No início da década de 1990, o ator Paul Newman, morto em 2008, encomendou ao amigo Stewart Stern, roteirista de filmes como "Juventude Transviada", que escrevesse a sua biografia. Stern gravou dezenas de entrevistas, mas Newman desistiu do projeto antes que ele começasse a escrever o livro.
Perto do fim da vida, o ator colocou fogo nas fitas gravadas por Stern. Mas, não se sabe por quê, preservou as transcrições —cerca de 15 mil páginas. Em 2007, dias depois que a atriz Joanne Woodward foi diagnosticada com Alzheimer, Newman soube que estava com um câncer terminal. Morreu no ano seguinte e nunca mais se falou da biografia.

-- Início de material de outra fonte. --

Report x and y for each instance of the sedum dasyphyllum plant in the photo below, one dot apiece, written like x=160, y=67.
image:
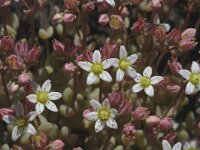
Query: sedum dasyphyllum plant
x=99, y=75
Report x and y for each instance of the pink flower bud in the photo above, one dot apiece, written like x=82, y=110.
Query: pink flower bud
x=129, y=131
x=174, y=65
x=7, y=44
x=103, y=19
x=69, y=67
x=116, y=22
x=152, y=120
x=166, y=123
x=69, y=18
x=57, y=145
x=140, y=113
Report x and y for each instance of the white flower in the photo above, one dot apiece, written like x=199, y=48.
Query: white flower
x=21, y=122
x=103, y=115
x=124, y=64
x=97, y=68
x=192, y=77
x=190, y=145
x=111, y=2
x=146, y=81
x=167, y=146
x=43, y=97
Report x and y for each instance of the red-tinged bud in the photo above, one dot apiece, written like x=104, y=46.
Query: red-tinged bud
x=140, y=113
x=174, y=36
x=115, y=98
x=39, y=140
x=139, y=25
x=103, y=19
x=33, y=55
x=58, y=47
x=116, y=22
x=7, y=44
x=57, y=145
x=174, y=65
x=89, y=7
x=125, y=108
x=166, y=123
x=71, y=4
x=15, y=62
x=152, y=120
x=69, y=67
x=129, y=131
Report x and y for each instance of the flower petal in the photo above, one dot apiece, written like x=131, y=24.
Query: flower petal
x=195, y=67
x=122, y=52
x=156, y=79
x=112, y=123
x=92, y=116
x=32, y=98
x=46, y=86
x=137, y=88
x=149, y=90
x=190, y=88
x=99, y=125
x=185, y=74
x=147, y=72
x=92, y=78
x=105, y=76
x=96, y=57
x=51, y=106
x=85, y=65
x=54, y=95
x=119, y=75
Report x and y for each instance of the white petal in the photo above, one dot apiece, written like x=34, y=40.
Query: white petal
x=177, y=146
x=92, y=116
x=112, y=123
x=137, y=88
x=132, y=58
x=96, y=57
x=108, y=63
x=131, y=72
x=190, y=88
x=16, y=133
x=92, y=78
x=95, y=104
x=149, y=90
x=99, y=125
x=166, y=145
x=119, y=75
x=147, y=72
x=195, y=67
x=32, y=98
x=51, y=106
x=9, y=119
x=185, y=74
x=122, y=52
x=156, y=79
x=106, y=103
x=39, y=107
x=85, y=65
x=54, y=95
x=30, y=129
x=46, y=86
x=105, y=76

Em 2019, as filhas do casal encontraram as transcrições escondidas na lavanderia no porão da casa da família em Westport, no estado americano de Connecticut. E decidiram fazer algo em homenagem à mãe, ainda viva.
Encarregado de realizar um documentário com base neste material, mas isolado em casa por causa da pandemia de coronavírus, o ator Ethan Hawke teve a ideia brilhante de convidar atores para lerem as transcrições das entrevistas em gravações feitas por Zoom.
George Clooney encarnou Newman, enquanto Laura Linney leu as falas de Woodward. Vários outros atores, roteiristas e diretores participam da série lendo depoimentos de figuras importantes na vida do casal. As falas se sobrepõem a cenas de filmes dos dois, cuidadosamente escolhidas, além de imagens antigas, públicas e privadas, do casal.
O resultado, imperdível, é uma série em seis episódios, "As Últimas Estrelas do Cinema", ou as últimas estrelas de cinema, disponível na HBO Max. Ainda que muitas vezes pareça realmente uma "canonização festiva" do casal, como disse Richard Brody na New Yorker, é um documentário complexo, com muitas camadas.
Para quem vive no universo artístico, ou admira este mundo, "As Últimas Estrelas do Cinema" oferece um curso compacto sobre nuances da arte da interpretação. Tanto Newman quanto Woodward estudaram no Actors Studio, em Nova York, sob a batuta de Lee Strasberg e o seu famoso "método".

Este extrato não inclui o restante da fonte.